“Rosey” Thompson

The portrait of “Rosey” Thompson hangs about the mantle in the newly renamed Thompson Dining Hall, of the newly renamed Grace Hopper College.  Rosey Thompson ’84 was an African American student in Calhoun College who after being selected as a FroCo and a Rhodes Scholar, was killed in a car accident just months before his death.

In response to debate over changing the name of Calhoun College, it was decided that the dining hall would be renamed in Thompson’s honor.  In doing so, the artist Mirjam Bruckner produced a portrait of Thompson.  The painting itself uses a very limited color palette to depict a half-length portrait of Rosey amidst birds and flowers.  Measuring just a few feet wide, and several feet high, the painting makes an impact due to its departure from the typical portrait found in Yale Colleges.

Working from the definition that a portrait is a representation of someone or something, I think that this is a wonderful example.  Portraiture, under this definition, must seek to represent someone or something through an image, it does not need to accurately depict or be clearly legible as long as why it depicts is in some way representative of the suggested subject.

In this portrait of Rosey, the paint is applied in a sketchy way, leaving brushstrokes visible.  The texture is very present, and almost comes across as reminiscent of some sort of etching.   

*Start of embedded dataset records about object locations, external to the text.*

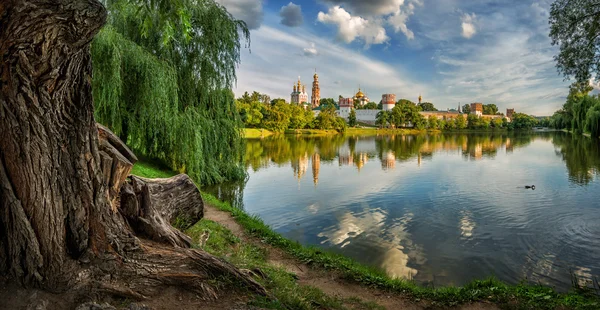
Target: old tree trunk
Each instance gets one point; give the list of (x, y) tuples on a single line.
[(64, 224)]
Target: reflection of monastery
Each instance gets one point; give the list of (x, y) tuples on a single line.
[(388, 102), (391, 150)]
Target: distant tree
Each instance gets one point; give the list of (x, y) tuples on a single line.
[(490, 109), (497, 123), (466, 109), (523, 121), (265, 99), (405, 101), (245, 98), (427, 106), (328, 119), (383, 119), (276, 100), (325, 102), (574, 28), (593, 119), (473, 121), (352, 118), (256, 96), (404, 113), (370, 106), (432, 122), (443, 124)]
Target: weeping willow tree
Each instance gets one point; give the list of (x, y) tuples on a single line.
[(162, 80), (592, 121)]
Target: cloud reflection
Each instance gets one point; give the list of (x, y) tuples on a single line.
[(383, 237)]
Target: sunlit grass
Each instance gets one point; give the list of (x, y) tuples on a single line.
[(224, 244)]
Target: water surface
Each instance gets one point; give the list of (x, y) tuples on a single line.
[(441, 209)]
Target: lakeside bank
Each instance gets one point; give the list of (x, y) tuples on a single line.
[(258, 133), (522, 295)]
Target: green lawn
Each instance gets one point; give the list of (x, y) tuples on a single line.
[(520, 296)]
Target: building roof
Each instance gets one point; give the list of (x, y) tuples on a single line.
[(359, 94)]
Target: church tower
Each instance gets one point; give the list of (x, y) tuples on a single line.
[(315, 99)]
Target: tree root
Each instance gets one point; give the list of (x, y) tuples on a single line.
[(157, 267)]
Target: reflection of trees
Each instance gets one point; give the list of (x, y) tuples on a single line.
[(581, 156), (388, 149)]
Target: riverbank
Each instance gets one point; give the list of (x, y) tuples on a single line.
[(255, 133), (348, 275)]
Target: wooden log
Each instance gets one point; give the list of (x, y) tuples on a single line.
[(151, 206)]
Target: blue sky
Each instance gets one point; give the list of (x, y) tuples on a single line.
[(450, 51)]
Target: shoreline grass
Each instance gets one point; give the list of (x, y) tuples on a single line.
[(519, 296)]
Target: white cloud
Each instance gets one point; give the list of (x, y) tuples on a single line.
[(468, 25), (291, 15), (399, 19), (250, 11), (311, 51), (274, 70), (368, 7), (352, 27)]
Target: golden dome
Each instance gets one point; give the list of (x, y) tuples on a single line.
[(359, 94)]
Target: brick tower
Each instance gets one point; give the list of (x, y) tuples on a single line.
[(315, 99)]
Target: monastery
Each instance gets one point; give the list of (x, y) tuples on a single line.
[(299, 96)]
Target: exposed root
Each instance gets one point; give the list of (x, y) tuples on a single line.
[(157, 267)]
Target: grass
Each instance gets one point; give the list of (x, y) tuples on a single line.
[(282, 284), (289, 294)]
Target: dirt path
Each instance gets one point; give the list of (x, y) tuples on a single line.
[(329, 282)]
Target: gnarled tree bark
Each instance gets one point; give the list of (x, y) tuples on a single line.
[(60, 227)]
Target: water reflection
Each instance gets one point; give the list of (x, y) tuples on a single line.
[(358, 151), (440, 209)]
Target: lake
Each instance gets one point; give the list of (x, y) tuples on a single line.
[(440, 209)]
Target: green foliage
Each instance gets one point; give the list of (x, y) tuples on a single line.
[(404, 101), (592, 119), (369, 106), (427, 106), (523, 121), (407, 113), (497, 123), (461, 122), (250, 113), (278, 116), (383, 119), (433, 122), (162, 74), (325, 102), (522, 295), (490, 109), (328, 119), (352, 118), (245, 255), (575, 29)]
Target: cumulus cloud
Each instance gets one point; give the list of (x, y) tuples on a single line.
[(291, 15), (399, 19), (468, 25), (273, 71), (311, 51), (250, 11), (368, 8), (352, 27)]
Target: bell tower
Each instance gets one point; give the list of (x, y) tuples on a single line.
[(315, 99)]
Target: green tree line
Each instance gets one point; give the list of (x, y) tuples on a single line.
[(580, 113), (278, 115)]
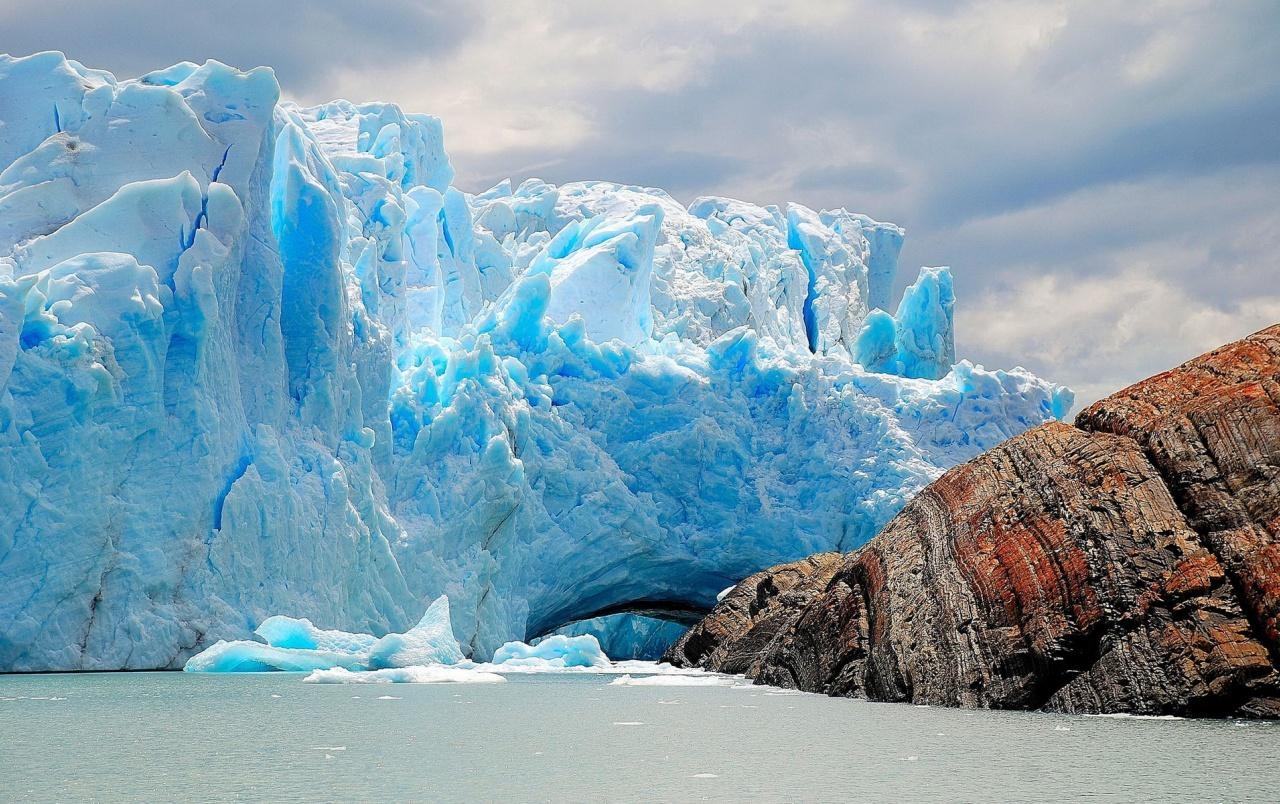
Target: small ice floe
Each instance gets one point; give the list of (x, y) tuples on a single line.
[(433, 674), (707, 680)]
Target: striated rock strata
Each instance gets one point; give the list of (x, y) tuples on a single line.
[(1127, 563)]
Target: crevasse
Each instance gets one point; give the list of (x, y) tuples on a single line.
[(257, 359)]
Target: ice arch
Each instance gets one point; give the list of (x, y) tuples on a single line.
[(257, 359)]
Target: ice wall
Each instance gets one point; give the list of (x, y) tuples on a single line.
[(259, 359)]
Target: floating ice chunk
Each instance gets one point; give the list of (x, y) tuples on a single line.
[(405, 675), (430, 642), (242, 656), (282, 631), (556, 652)]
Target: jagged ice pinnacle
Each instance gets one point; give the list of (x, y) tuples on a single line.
[(257, 359)]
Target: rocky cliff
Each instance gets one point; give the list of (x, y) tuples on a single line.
[(1127, 563)]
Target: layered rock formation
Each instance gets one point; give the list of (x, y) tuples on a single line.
[(1129, 563)]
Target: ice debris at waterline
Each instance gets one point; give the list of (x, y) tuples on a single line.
[(257, 357), (438, 674), (297, 645)]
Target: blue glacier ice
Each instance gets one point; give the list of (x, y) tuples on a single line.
[(296, 645), (259, 359), (556, 651)]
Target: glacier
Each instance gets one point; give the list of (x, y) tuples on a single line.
[(257, 357)]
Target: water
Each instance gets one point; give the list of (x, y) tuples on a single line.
[(565, 738)]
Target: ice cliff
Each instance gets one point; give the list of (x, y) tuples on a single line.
[(260, 359)]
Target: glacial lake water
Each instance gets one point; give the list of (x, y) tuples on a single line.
[(575, 738)]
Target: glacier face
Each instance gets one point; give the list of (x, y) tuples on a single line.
[(260, 359)]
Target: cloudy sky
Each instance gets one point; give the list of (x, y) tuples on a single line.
[(1102, 177)]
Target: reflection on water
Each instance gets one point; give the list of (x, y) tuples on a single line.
[(178, 736)]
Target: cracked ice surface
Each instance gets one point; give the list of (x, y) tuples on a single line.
[(261, 359)]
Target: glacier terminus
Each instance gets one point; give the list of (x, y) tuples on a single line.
[(259, 359)]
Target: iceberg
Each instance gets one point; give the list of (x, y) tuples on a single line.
[(296, 645), (556, 652), (257, 357)]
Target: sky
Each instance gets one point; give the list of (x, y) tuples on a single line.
[(1102, 177)]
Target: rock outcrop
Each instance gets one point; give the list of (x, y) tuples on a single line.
[(1127, 563)]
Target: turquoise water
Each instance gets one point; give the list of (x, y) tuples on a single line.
[(572, 738)]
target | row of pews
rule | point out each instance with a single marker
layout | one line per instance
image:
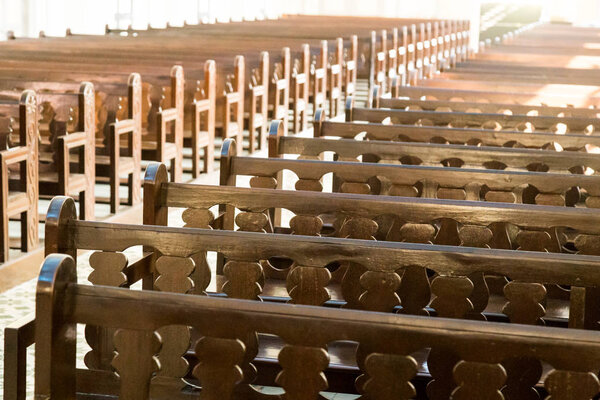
(439, 243)
(86, 110)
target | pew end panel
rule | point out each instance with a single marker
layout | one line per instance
(121, 150)
(573, 356)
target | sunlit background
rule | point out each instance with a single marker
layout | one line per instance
(53, 17)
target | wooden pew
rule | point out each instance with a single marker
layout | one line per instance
(443, 135)
(143, 54)
(326, 77)
(112, 269)
(556, 100)
(403, 103)
(443, 222)
(113, 96)
(583, 95)
(473, 119)
(118, 115)
(383, 362)
(63, 134)
(380, 50)
(21, 199)
(100, 62)
(433, 154)
(416, 181)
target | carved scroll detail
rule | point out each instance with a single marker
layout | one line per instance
(218, 366)
(174, 277)
(452, 296)
(108, 270)
(380, 291)
(199, 218)
(388, 376)
(308, 285)
(302, 374)
(568, 385)
(244, 280)
(524, 302)
(135, 361)
(478, 381)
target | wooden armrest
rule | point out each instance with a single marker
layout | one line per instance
(73, 140)
(139, 269)
(18, 336)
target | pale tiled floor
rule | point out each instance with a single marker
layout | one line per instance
(20, 300)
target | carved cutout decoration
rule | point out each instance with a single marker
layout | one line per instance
(135, 362)
(218, 368)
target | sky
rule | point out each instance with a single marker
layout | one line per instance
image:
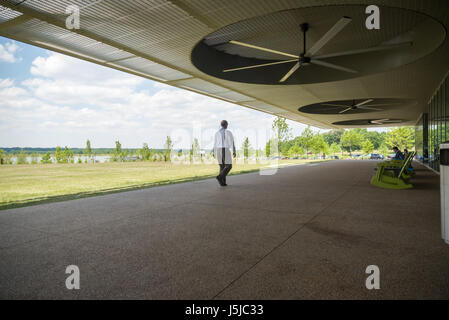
(48, 100)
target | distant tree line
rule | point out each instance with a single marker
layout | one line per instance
(336, 141)
(281, 144)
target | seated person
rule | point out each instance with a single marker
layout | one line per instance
(398, 155)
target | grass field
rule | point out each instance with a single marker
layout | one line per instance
(30, 184)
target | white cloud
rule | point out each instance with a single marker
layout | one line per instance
(8, 52)
(68, 101)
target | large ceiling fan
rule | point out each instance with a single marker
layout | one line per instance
(364, 105)
(385, 121)
(308, 55)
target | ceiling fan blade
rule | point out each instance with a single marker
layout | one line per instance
(384, 104)
(292, 70)
(335, 105)
(259, 65)
(346, 110)
(343, 22)
(385, 121)
(364, 102)
(373, 49)
(332, 66)
(368, 108)
(263, 49)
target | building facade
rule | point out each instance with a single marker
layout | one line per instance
(432, 129)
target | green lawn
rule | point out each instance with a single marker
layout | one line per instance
(29, 184)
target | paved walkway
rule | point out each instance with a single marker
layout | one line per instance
(307, 232)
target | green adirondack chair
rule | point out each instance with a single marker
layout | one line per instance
(393, 175)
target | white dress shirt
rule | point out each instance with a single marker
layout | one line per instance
(224, 139)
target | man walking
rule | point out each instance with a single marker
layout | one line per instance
(224, 141)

As a student in Grace Hopper, I have loved this painting since its installation.  I think it portrays a really hopeful image of an incredible individual whose life was cut short.  While students have become numb to images of other old white men in libraries and dining halls across campus, the image of Rosey Thompson in Thompson Dining Hall is a new, albeit melancholic, image of an inspiring individual.